Da, wo sonst Fußgänger an den Geschäften entlanglaufen, knattern an diesem Tag Motorradfahrer über den Bürgersteig. Die Vollsperrung der Bredelarer Straße in Adorf macht erfinderisch, auch wenn der eingeschlagene Weg der Biker illegal ist.Auf etwa 350 Metern ist die Straße von der Ortsmitte ausgehend in Richtung Padberg gesperrt. Davon betroffen sind unter anderem die Mitarbeiter und Kunden von Bankfilialen, einer Autowerkstatt oder einer Gaststätte. Für Tierärztin Nina Eckhardt ist der Umstand nur schwer zu akzeptieren. Zwar seien die Bauarbeiten unumgänglich, sie hätte sich aber eine andere Lösung gewünscht – zum Beispiel eine einspurige Verkehrsführung.

Keine andere Möglichkeit

Das ist laut Hessen Mobil und Bürgermeister Volker Becker aber nicht möglich. Zum Beispiel würden für die Bauarbeiter die nötigen Sicherheitsabstände benötigt.

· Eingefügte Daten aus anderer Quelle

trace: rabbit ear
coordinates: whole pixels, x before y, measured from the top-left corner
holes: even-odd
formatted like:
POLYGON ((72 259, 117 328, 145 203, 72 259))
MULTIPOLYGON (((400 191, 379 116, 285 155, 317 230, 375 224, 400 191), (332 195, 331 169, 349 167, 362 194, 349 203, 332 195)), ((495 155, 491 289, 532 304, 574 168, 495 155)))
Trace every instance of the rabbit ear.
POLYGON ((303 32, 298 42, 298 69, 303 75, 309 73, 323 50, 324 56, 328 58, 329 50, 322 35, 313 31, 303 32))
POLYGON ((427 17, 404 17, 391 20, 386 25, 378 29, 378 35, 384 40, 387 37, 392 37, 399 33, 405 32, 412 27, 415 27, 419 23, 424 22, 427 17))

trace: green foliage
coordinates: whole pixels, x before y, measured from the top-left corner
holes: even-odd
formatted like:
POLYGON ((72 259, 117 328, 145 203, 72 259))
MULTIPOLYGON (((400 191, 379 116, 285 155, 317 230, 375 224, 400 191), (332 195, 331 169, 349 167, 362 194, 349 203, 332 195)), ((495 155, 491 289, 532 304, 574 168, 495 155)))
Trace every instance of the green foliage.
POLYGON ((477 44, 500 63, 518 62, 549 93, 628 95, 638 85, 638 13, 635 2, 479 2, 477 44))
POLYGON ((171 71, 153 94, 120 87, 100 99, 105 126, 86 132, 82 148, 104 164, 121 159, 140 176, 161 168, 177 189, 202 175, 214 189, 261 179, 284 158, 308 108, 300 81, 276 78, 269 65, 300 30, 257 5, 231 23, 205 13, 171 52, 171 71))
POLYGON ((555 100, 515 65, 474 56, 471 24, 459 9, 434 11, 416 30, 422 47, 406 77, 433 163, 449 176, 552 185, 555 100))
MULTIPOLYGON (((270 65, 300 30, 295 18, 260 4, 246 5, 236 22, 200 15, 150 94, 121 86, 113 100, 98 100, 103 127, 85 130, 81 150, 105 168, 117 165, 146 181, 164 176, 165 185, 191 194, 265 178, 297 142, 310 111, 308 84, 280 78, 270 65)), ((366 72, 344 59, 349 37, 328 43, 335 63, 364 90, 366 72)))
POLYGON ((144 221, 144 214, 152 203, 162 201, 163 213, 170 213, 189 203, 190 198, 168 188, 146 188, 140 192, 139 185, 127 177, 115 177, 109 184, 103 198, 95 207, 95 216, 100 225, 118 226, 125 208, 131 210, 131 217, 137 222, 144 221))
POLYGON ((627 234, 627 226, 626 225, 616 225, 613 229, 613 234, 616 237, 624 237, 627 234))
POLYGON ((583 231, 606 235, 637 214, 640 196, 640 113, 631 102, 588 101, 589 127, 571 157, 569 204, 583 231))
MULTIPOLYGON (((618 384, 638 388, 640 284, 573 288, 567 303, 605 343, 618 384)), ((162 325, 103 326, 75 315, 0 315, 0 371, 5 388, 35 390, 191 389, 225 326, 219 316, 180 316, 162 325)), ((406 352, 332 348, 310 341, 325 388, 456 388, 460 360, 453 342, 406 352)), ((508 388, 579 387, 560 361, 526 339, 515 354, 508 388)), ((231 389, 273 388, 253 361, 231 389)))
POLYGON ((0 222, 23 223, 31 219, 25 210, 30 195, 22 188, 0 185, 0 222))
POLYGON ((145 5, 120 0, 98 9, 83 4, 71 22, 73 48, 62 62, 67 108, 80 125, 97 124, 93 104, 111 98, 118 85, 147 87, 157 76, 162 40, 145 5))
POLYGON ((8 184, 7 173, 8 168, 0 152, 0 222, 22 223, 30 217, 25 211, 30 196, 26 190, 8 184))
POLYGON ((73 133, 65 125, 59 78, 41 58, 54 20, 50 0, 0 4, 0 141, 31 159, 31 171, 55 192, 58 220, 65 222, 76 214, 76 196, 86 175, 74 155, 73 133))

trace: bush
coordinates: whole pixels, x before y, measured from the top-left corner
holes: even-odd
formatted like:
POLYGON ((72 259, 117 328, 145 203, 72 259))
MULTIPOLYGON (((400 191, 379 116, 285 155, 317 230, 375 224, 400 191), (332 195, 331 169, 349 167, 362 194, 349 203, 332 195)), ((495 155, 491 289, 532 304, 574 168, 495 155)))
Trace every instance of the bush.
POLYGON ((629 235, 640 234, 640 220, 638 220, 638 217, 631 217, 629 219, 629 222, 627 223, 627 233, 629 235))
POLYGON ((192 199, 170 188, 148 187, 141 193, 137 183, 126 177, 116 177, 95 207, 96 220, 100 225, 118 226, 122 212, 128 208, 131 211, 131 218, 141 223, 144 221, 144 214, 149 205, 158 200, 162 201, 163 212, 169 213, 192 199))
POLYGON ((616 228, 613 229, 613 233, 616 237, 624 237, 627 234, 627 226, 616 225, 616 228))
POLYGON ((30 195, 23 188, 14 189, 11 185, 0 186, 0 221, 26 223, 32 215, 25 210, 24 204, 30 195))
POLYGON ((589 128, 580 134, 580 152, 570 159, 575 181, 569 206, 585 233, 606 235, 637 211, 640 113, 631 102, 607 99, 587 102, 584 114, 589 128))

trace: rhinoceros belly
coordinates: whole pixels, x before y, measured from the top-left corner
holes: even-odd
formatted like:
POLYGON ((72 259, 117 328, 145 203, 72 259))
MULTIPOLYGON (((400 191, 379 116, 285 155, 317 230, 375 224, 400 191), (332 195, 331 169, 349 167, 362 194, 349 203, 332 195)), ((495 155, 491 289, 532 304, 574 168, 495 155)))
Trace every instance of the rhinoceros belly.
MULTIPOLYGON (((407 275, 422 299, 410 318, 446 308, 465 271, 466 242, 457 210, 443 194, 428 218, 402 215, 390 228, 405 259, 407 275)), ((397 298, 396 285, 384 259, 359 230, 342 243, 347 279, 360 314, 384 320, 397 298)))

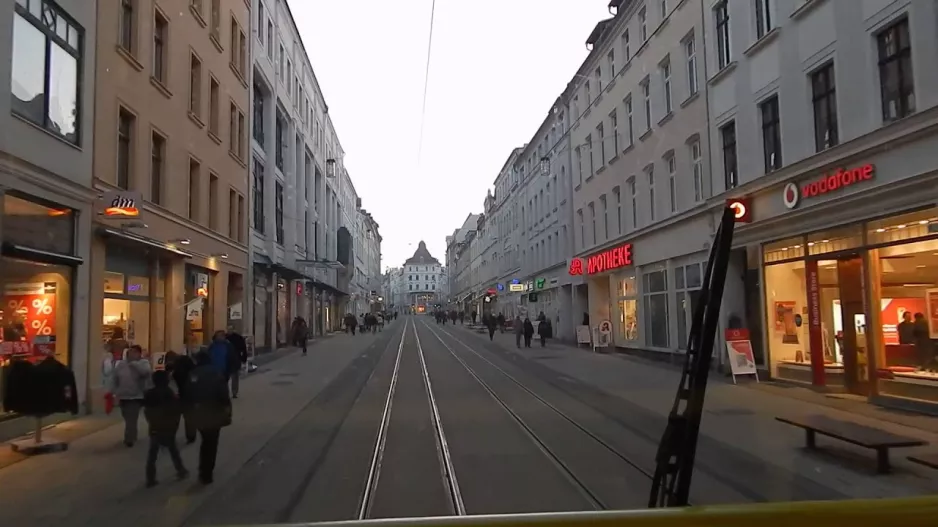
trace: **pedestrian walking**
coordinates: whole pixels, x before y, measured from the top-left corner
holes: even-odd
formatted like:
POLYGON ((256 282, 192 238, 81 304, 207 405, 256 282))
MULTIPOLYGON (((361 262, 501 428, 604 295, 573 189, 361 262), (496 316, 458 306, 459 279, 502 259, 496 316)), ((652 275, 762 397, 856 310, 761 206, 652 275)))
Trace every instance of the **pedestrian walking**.
POLYGON ((306 355, 306 339, 309 337, 309 327, 303 317, 296 317, 293 320, 293 345, 303 350, 306 355))
POLYGON ((237 399, 239 382, 237 380, 232 381, 231 379, 240 372, 241 359, 235 352, 231 343, 228 342, 228 339, 225 338, 224 331, 218 330, 215 332, 215 335, 212 337, 212 343, 208 347, 208 355, 211 359, 212 367, 225 379, 225 391, 227 391, 228 383, 231 382, 231 397, 237 399))
POLYGON ((234 326, 228 326, 228 333, 225 335, 225 339, 231 343, 231 349, 236 356, 231 358, 233 363, 231 365, 231 395, 232 397, 237 397, 241 387, 241 370, 244 369, 244 365, 248 362, 248 344, 247 341, 244 340, 244 337, 235 331, 234 326), (235 358, 237 358, 237 363, 234 361, 235 358))
POLYGON ((524 347, 531 347, 531 339, 534 337, 534 324, 531 323, 531 319, 524 317, 524 347))
POLYGON ((150 449, 147 451, 147 487, 157 484, 156 460, 165 448, 173 460, 176 477, 185 479, 189 475, 179 448, 176 446, 176 430, 182 418, 182 402, 169 387, 170 376, 166 371, 153 372, 153 387, 143 396, 143 414, 150 426, 150 449))
POLYGON ((195 362, 188 355, 177 355, 176 352, 166 353, 166 367, 170 376, 176 382, 176 393, 182 403, 183 430, 186 435, 186 444, 195 443, 197 430, 192 419, 192 403, 189 397, 189 374, 195 368, 195 362))
POLYGON ((489 330, 489 340, 495 340, 495 326, 497 325, 495 317, 492 315, 483 315, 482 322, 489 330))
POLYGON ((192 417, 202 442, 199 444, 199 481, 214 481, 215 459, 221 429, 231 425, 231 398, 225 376, 212 364, 212 357, 200 351, 195 356, 195 369, 189 374, 189 396, 192 417))
POLYGON ((511 329, 515 332, 515 346, 521 349, 521 338, 524 337, 524 321, 521 320, 521 315, 515 315, 515 321, 512 323, 511 329))
POLYGON ((137 442, 137 421, 150 383, 150 361, 143 358, 140 346, 131 346, 127 357, 117 362, 111 383, 110 392, 114 394, 124 419, 124 444, 129 448, 137 442))
MULTIPOLYGON (((543 313, 541 313, 543 315, 543 313)), ((538 317, 540 318, 540 317, 538 317)), ((544 317, 540 323, 537 325, 537 336, 541 340, 541 347, 544 348, 547 346, 547 339, 553 336, 553 327, 551 326, 550 319, 544 317)))

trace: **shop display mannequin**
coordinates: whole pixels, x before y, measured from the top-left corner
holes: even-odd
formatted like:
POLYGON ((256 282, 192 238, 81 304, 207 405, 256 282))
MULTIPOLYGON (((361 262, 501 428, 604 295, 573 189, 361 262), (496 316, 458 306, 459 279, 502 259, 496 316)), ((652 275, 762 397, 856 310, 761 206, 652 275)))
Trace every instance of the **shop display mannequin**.
POLYGON ((14 360, 9 368, 3 394, 4 409, 36 420, 33 436, 12 443, 13 450, 38 454, 68 448, 67 443, 43 437, 42 419, 57 413, 78 413, 75 374, 51 355, 36 364, 14 360))

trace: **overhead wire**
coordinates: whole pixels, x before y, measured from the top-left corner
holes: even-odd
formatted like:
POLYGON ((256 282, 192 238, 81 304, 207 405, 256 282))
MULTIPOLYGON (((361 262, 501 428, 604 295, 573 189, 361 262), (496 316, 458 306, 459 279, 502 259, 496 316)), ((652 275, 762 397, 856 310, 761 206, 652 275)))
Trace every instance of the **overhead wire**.
POLYGON ((423 104, 420 109, 420 143, 417 145, 417 165, 423 157, 423 130, 427 115, 427 87, 430 84, 430 55, 433 51, 433 20, 436 18, 436 0, 430 4, 430 36, 427 39, 427 63, 423 73, 423 104))

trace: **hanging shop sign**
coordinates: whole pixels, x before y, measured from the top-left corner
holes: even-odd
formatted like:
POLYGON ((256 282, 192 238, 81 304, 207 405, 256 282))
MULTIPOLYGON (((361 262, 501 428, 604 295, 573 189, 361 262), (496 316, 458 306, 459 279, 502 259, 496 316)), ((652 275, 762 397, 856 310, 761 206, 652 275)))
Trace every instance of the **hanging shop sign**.
POLYGON ((632 265, 632 244, 626 243, 586 258, 573 258, 567 272, 570 276, 594 275, 629 265, 632 265))
POLYGON ((537 280, 534 281, 534 287, 536 287, 537 289, 544 289, 544 285, 546 284, 547 284, 547 280, 544 278, 538 278, 537 280))
POLYGON ((510 292, 512 292, 512 293, 523 293, 523 292, 524 292, 524 284, 518 283, 518 282, 512 282, 512 283, 508 284, 508 291, 510 291, 510 292))
POLYGON ((733 384, 736 384, 737 375, 755 375, 756 382, 758 382, 759 373, 756 370, 756 358, 752 351, 752 342, 749 340, 749 330, 728 329, 724 336, 733 384))
POLYGON ((876 165, 872 163, 857 168, 838 168, 817 179, 802 183, 801 186, 794 182, 786 184, 782 189, 782 201, 785 207, 793 209, 802 199, 823 196, 857 183, 863 183, 873 179, 875 175, 876 165))
POLYGON ((736 223, 749 223, 752 221, 752 198, 736 198, 726 200, 726 206, 733 209, 733 218, 736 223))

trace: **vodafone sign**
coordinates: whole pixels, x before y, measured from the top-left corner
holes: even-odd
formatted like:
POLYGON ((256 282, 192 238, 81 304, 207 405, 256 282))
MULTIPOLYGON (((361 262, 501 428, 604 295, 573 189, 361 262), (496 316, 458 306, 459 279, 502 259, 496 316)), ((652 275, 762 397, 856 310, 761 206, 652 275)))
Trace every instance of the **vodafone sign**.
POLYGON ((728 199, 726 200, 726 206, 733 209, 733 218, 736 223, 749 223, 752 221, 752 199, 728 199))
POLYGON ((863 183, 873 179, 876 175, 876 165, 866 164, 857 168, 839 168, 821 177, 802 183, 799 187, 795 183, 787 183, 782 189, 782 202, 785 207, 793 209, 804 198, 813 198, 844 187, 863 183))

Becker nannte bei einer Anliegerversammlung vor Beginn der Arbeiten die Parkplätze an der alten Molkerei und die Bergstraße als Ausweichmöglichkeiten für Autofahrer.

Anwohner, die in der Nähe der Bergstraße wohnen, können diese nutzen, um die Baustelle zu umfahren. Das gilt für Helmut Köhler nicht. Sein Bauunternehmen befindet sich am Ende der Baustelle in Richtung Padberg. „Die Situation ist sehr schwierig für uns, wir können von den Bauarbeitern ja nicht fordern, für unsere Lkw zur Seite zu fahren.“ Dann helfe nur der lange Umweg. Ihm sei anfangs gesagt worden, dass der Anliegerverkehr gewährleistet werde. Das sei nun nicht der Fall. „Aber das lässt sich auch kaum anders lösen“, sagt der Bauspezialist. „Für meine Kunden ist es nicht immer möglich, ihr krankes Tier 100 Meter weit in meine Praxis zu tragen“, erklärt Nina Eckhardt. Viele würden gar nicht mehr zu ihr kommen.

Baustelle wird noch größer

In den Herbstferien wird die Baustelle in Richtung Ortsmitte verlängert, dann werden wohl auch Rhenegge und Vasbeck nur über Umleitungen zu erreichen sein. Die Arbeiten am Knotenpunkt in der Ortsmitte sollen innerhalb der Herbstferien erledigt sein, auch damit der Schulbusverkehr nicht beeinträchtigt wird. Ein Mitarbeiter von Hessen Mobil habe Nina Eckhardt vorgeschlagen, in dieser Zeit Urlaub zu machen. Gerd Bohne, Pressesprecher von Hessen Mobil, sagt, dass der Tierärztin angeboten worden sei, ein Schild „Bis zur Praxis frei“ anbringen zu können. Das sei in Ausnahmefällen möglich.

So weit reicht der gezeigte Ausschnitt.